When you need to join metrics from different sources that use different label conventions:

# Create a normalized 'service' label from the 'job' label
label_replace(up, "service", "$1", "job", "(.*)-metrics")

# Join multiple labels into one
label_join(kube_pod_info, "pod_id", "/", "namespace", "pod")

A practical use case: your application metrics use service_name while kube-state-metrics uses deployment. You need to join them:

label_replace(
  sum by (service_name) (rate(app_request_errors_total[5m])),
  "deployment", "$1", "service_name", "(.*)"
)
/ on(deployment) group_left()
  kube_deployment_spec_replicas

Subqueries#

Subqueries let you apply range functions to the output of an instant vector expression. The syntax is <expression>[<range>:<resolution>]:

# Maximum 5-minute error rate seen in the last hour, evaluated every minute
max_over_time(
  rate(http_requests_total{code=~"5.."}[5m])[1h:1m]
)

# Standard deviation of request rate over 24 hours
stddev_over_time(
  sum(rate(http_requests_total[5m]))[24h:5m]
)

The performance impact of subqueries is significant. The inner expression is evaluated at every step within the outer range. A subquery with [24h:1m] evaluates the inner expression 1,440 times. If the inner expression is already expensive, this compounds badly. Always use recording rules for subqueries that appear in alerts or dashboards.

Recording Rules Strategy#

Naming Convention#

Follow the level:metric:operations convention:

job:http_requests:rate5m           -- rate aggregated to job level
namespace:container_cpu:sum_rate5m -- sum of rates aggregated to namespace level
cluster:node_cpu:ratio             -- ratio computed at cluster level

The level prefix tells you the aggregation granularity. The operations suffix tells you what computations were applied. This convention makes recording rules self-documenting.

When to Create Recording Rules#

Create a recording rule when any of these are true: the query is used in an alert, the query is used in a dashboard panel that refreshes frequently, the query takes more than 2 seconds to evaluate, the query is a subquery or contains a subquery, or the query will be used as input to another query (layered recording rules).

Organizing Rule Groups#

groups:
  - name: http_request_rules
    interval: 30s
    rules:
      # Layer 1: basic rates
      - record: job:http_requests:rate5m
        expr: sum by (job) (rate(http_requests_total[5m]))

      - record: job:http_errors:rate5m
        expr: sum by (job) (rate(http_requests_total{code=~"5.."}[5m]))

      # Layer 2: ratios built on layer 1
      - record: job:http_errors:ratio5m
        expr: job:http_errors:rate5m / job:http_requests:rate5m

  - name: sli_rules
    interval: 1m
    rules:
      # Layer 3: SLI built on layer 2
      - record: job:http_availability:ratio30d
        expr: 1 - (sum_over_time(job:http_errors:ratio5m[30d]) / count_over_time(job:http_errors:ratio5m[30d]))

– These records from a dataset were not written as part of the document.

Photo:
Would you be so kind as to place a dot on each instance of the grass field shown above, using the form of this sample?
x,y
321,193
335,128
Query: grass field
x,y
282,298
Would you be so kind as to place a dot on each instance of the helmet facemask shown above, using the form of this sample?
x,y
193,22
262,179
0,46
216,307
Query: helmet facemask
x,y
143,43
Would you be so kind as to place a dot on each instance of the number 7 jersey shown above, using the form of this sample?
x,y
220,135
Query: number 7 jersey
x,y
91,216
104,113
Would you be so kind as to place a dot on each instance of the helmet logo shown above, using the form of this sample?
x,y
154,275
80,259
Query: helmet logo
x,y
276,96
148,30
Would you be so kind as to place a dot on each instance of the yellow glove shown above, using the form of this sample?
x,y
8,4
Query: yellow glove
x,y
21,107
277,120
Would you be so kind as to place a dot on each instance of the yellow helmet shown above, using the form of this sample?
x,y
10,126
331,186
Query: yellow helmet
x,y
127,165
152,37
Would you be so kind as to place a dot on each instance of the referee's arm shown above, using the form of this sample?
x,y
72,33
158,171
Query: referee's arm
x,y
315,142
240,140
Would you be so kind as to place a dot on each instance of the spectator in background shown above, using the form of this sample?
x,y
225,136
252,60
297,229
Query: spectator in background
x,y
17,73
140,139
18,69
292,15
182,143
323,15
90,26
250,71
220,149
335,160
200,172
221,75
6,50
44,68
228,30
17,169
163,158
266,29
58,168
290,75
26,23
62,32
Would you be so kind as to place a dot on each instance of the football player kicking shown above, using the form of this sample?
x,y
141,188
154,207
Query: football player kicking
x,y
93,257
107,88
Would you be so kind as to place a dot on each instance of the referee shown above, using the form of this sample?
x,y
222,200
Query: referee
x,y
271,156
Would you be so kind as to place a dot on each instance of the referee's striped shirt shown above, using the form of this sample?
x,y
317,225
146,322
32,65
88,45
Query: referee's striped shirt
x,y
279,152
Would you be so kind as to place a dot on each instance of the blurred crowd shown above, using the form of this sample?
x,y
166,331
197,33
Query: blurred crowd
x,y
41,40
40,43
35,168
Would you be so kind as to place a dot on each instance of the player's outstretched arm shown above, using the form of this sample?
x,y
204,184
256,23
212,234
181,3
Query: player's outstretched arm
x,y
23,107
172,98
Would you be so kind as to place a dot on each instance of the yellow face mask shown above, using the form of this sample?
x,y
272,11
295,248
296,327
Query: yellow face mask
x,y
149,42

Set the interval per group based on how critical the data is. SLI-related rules can evaluate less frequently than request-rate rules.

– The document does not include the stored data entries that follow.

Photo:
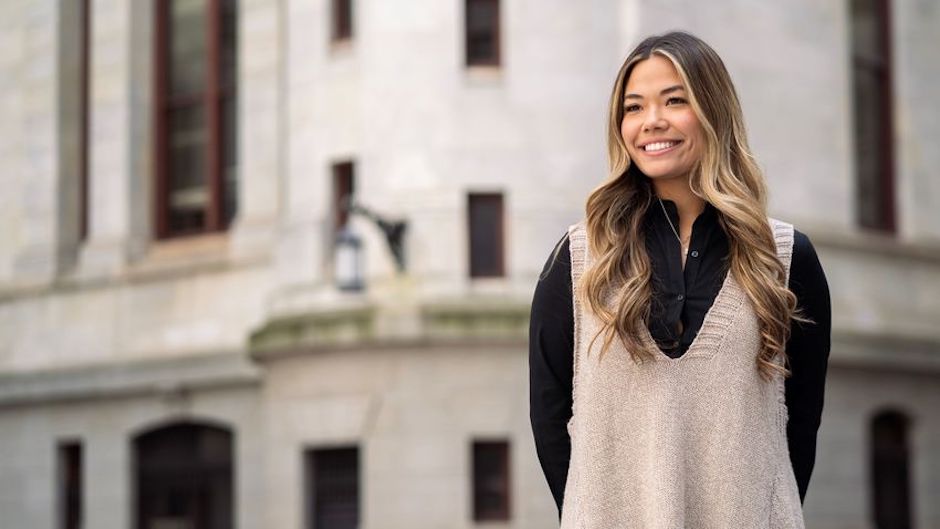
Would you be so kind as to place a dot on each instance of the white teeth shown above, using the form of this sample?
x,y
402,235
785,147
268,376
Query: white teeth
x,y
658,146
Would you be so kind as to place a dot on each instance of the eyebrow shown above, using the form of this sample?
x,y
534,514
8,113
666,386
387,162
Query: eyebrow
x,y
665,91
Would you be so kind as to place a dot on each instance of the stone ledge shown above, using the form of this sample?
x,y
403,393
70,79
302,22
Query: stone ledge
x,y
170,376
885,351
372,326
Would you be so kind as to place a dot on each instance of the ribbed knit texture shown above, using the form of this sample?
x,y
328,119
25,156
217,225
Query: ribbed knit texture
x,y
695,442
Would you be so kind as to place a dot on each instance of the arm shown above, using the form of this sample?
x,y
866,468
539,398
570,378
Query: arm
x,y
808,350
551,332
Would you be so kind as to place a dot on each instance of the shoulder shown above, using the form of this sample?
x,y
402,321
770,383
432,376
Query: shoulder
x,y
559,259
805,267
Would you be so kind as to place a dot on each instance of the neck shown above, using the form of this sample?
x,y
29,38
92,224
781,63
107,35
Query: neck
x,y
689,205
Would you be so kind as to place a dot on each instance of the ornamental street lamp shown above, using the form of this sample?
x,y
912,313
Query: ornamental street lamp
x,y
348,255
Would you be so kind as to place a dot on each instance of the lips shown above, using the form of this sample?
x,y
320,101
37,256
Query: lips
x,y
659,146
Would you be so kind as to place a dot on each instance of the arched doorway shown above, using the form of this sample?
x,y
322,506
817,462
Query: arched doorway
x,y
184,477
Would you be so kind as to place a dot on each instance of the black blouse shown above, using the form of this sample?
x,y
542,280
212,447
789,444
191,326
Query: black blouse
x,y
680,300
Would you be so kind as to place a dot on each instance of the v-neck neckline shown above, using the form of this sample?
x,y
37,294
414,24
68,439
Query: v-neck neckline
x,y
718,318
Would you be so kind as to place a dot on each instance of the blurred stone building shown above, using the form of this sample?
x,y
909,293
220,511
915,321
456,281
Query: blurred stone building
x,y
195,332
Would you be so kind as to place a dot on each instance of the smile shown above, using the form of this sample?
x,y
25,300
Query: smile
x,y
660,146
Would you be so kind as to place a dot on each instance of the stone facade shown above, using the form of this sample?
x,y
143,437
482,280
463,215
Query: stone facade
x,y
104,338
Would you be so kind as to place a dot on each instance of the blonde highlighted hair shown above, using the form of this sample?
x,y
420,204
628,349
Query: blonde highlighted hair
x,y
617,287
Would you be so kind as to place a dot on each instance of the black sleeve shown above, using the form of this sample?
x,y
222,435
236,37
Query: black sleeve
x,y
808,350
551,346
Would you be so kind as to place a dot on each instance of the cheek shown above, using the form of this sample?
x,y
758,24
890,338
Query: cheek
x,y
628,133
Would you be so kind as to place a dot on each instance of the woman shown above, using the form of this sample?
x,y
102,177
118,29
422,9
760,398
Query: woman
x,y
679,337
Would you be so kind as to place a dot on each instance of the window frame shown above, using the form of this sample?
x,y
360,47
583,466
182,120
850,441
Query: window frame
x,y
69,489
496,59
310,456
211,100
341,20
503,446
499,270
881,68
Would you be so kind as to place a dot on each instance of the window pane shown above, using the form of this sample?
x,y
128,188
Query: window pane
x,y
188,192
890,471
486,235
229,37
342,19
873,130
187,43
343,187
333,475
70,485
482,31
229,156
491,480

Practical Example: Building a Complex SLI#

Build an availability SLI step by step for a multi-service platform:

# Step 1: total request rate per service, excluding health checks
sum by (service) (
  rate(http_requests_total{handler!="/healthz", handler!="/readyz"}[5m])
)

# Step 2: failed request rate (5xx only, not 4xx -- those are client errors)
sum by (service) (
  rate(http_requests_total{handler!="/healthz", handler!="/readyz", code=~"5.."}[5m])
)

# Step 3: availability ratio
1 - (
  sum by (service) (
    rate(http_requests_total{handler!="/healthz", handler!="/readyz", code=~"5.."}[5m])
  )
  /
  sum by (service) (
    rate(http_requests_total{handler!="/healthz", handler!="/readyz"}[5m])
  )
)

# Step 4: as a recording rule for the 30-day SLI window
# Record the 5m error ratio first, then aggregate over 30d

The key decisions in this SLI: exclude health check endpoints (they inflate success counts), treat only 5xx as errors (4xx is user error, not service failure), and group by service to get per-service availability. Each of these decisions should be documented alongside your SLO definition, because changing what counts as “successful” changes your reported availability.